Part 1. R Package Development and Documentation (25 points)

Instructions

For this portion of Project 3, you are being asked to develop a well-documented, well-tested, and well-explained R package.

This R package should include the following functions we’ve written throughout the class:

  • my_t.test
  • my_lm
  • my_knn_cv

Follow the instruction on Lecture Slides 9 to set up the skeleton of your package (5 points for proper setup). Your package should include the following:

  1. (10 points) Complete documentation for each of your functions and data. Each function must include @examples in the documentation.

  2. (15 points) A detailed vignette with examples and the use of all of these functions with the penguins data from the palmerpenguins package. You must add and document the penguins data to your own package and export it as the object my_penguins (with proper credit in the documentation!). Specifically, the vignette should have the following parts:

    1. A tutorial for my_t.test testing the hypothesis that the mean body_mass_g of Adelie penguins is equal to 4000 (where the alternative is that the mean is less than 4000). Carefully interpret the results using a p-value cut-off of \(\alpha = 0.05\).

    2. A tutorial for my_lm using flipper_length_mm as the independent variable and body_mass_g as the dependent variable. Carefully interpret the flipper_length_mm coefficient describe the hypothesis test associated with the flipper_length_mm coefficient, and carefully interpret the results the flipper_length_mm hypothesis test using a p-value cut-off of \(\alpha = 0.05\).

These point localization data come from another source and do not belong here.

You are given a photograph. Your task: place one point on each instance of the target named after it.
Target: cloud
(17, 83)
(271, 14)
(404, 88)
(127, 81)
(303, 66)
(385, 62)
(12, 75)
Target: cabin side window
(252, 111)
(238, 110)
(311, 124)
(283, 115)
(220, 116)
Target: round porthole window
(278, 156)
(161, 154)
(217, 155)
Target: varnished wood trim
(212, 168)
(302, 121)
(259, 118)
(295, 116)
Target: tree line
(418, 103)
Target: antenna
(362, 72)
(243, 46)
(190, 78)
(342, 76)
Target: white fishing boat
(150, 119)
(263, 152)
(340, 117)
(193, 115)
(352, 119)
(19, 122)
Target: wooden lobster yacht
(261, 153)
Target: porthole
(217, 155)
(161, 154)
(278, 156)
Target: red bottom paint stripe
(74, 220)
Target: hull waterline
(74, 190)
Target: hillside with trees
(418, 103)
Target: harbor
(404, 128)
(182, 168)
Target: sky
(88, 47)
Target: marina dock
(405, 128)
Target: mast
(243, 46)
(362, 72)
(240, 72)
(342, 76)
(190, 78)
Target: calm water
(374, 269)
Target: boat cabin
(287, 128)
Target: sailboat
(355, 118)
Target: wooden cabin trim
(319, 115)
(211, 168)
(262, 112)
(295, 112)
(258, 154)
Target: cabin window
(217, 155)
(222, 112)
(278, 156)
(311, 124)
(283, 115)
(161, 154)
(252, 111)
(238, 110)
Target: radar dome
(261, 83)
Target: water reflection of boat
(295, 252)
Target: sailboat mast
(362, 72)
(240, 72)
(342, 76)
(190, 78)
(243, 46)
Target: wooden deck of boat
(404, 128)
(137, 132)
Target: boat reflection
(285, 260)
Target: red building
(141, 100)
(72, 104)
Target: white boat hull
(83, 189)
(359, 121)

    3. A tutorial for my_knn_cv using my_penguins. Predict output class species using covariates bill_length_mm, bill_depth_mm, flipper_length_mm, and body_mass_g.

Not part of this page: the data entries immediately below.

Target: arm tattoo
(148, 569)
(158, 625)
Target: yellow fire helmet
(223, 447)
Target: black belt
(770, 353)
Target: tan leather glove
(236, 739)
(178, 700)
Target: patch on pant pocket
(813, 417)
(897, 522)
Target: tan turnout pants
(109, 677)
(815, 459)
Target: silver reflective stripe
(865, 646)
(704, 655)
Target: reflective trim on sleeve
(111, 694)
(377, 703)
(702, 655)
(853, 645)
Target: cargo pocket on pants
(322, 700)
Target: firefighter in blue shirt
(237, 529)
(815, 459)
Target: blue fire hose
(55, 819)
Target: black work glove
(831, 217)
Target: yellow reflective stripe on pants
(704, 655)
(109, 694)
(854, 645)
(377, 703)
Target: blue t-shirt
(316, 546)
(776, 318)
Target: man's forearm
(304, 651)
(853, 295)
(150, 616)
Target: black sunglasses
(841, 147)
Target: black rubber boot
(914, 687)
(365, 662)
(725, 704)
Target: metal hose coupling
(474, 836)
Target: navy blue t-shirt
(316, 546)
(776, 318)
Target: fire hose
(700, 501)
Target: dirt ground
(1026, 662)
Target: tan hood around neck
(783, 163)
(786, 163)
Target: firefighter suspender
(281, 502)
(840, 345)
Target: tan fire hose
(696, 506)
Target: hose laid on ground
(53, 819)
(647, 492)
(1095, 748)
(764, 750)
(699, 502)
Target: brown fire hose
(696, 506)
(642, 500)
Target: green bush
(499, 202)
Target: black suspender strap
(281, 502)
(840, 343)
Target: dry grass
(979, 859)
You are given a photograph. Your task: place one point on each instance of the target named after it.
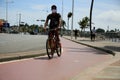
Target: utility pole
(72, 19)
(19, 22)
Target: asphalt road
(75, 58)
(12, 43)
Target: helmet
(53, 7)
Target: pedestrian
(93, 34)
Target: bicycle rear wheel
(59, 49)
(48, 49)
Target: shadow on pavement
(114, 48)
(42, 58)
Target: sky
(106, 13)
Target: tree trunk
(91, 8)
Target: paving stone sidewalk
(109, 70)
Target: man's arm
(60, 23)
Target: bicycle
(53, 45)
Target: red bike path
(74, 59)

      • Use \(5\)-fold cross validation (k_cv = 5).

      • Iterate from k_nn\(= 1,\ldots, 10\). For each value of k_nn, record the training misclassification rate and the CV misclassification rate (output from your function).

      • State which model you would choose based on the training misclassification rates and which model you would choose based on the CV misclassification rates. Discuss which model you would choose in practice and why.

Notes

  • Your package directory should be submitted as a .zip file to Canvas.
  • All code and documentation should follow the style guidelines outlined in class.

Part 2. Self-Assessment and Reflection (5 points)

Submit answers to the following questions as a .pdf file to Canvas. A brief paragraph for each will be enough.

  1. What was the hardest assignment for you and why? Did you learn anything from the experience? Is there anything you would change about the assignment to help your learning?

  2. What are two areas in which you think you did well this quarter? What are two areas in which you could have improved?

  3. Is there anything you are glad we covered this quarter? Is there anything you wish had been covered in this course? What programming and computing skills would you like to learn in the future?